The advantage SoFi has is the single-app aggregation across all three verticals. Customer acquisition cost amortises across multiple revenue streams, which produces higher lifetime value economics than single-product competitors. The disadvantage is complexity: managing three businesses inside one brand requires consistent execution across disparate operating rhythms.

The Research Desk's view is that SoFi has navigated the complexity well and that the aggregation advantage is structural rather than temporary. The multi-product customer cohort has grown faster than the single-product cohort, and the revenue per multi-product customer is two to three times the revenue per single-product customer. That is the unit economics that justify the premium multiple.

A final frame. Research Desk notes on this name have tracked a consistent thesis across four consecutive quarters. The current update refines rather than reverses that thesis. Readers following the series should note the incremental change in conviction rather than a shift in direction.

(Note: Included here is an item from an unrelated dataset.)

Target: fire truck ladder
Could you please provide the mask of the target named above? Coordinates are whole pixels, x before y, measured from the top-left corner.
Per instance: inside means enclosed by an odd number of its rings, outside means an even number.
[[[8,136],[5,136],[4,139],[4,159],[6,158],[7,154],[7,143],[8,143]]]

Secondary observations from the data: the segment disclosure patterns, the working capital dynamics, and the stock-based compensation profile all tell a consistent story with the headline numbers. When these three secondary measures align with the primary thesis, the base case is given higher conviction. That alignment is present in the current view.

What Could Break the Compound

Three risks deserve flagging. First, a credit cycle that expands charge-offs beyond our base case. Second, a regulatory action that compresses either the card interchange economics or the invest platform margin structure. Third, technology platform execution slippage that either causes customer churn or delays the new product introductions.

The first is the primary risk and the one we watch most closely. The second is a known tail risk. The third is a company-specific execution risk that has historically been managed well but remains an operational variable.

We also note the dilution risk. SoFi has historically used equity issuance and stock-based compensation liberally. The share count has grown at roughly 3-5 percent annually. That is embedded in our EPS projections but represents a continuing headwind that management will eventually need to moderate.

A note on framework. The Research Desk builds its base case around a five year earnings trajectory that reconciles top-down industry forecasts with bottom-up company guidance. When those two inputs diverge materially, we anchor the base case to the more conservative. That discipline is the source of the occasional gap between our published target and consensus.

A final frame. Research Desk notes on this name have tracked a consistent thesis across four consecutive quarters. The current update refines rather than reverses that thesis. Readers following the series should note the incremental change in conviction rather than a shift in direction.

Our Read

SoFi has printed durable profitability and the multiple is starting to credit it. Our fair value range is $22-28 per share. Current price at $22 sits at the lower bound. We are incremental buyers below $20 and holders up to $26. The Research Desk's thesis is that SoFi compounds earnings at 25-30 percent annualised for the next three years, which justifies the current multiple and supports modest multiple expansion on sustained execution. The key data points to watch: personal loan charge-off rates, financial services segment margin expansion, and the credit card unit economics disclosure. Favourable prints on any two of those three move the fair value range higher. Unfavourable prints on two of three reset the thesis.

Secondary observations from the data: the segment disclosure patterns, the working capital dynamics, and the stock-based compensation profile all tell a consistent story with the headline numbers. When these three secondary measures align with the primary thesis, the base case is given higher conviction. That alignment is present in the current view.

A note on framework. The Research Desk builds its base case around a five year earnings trajectory that reconciles top-down industry forecasts with bottom-up company guidance. When those two inputs diverge materially, we anchor the base case to the more conservative. That discipline is the source of the occasional gap between our published target and consensus.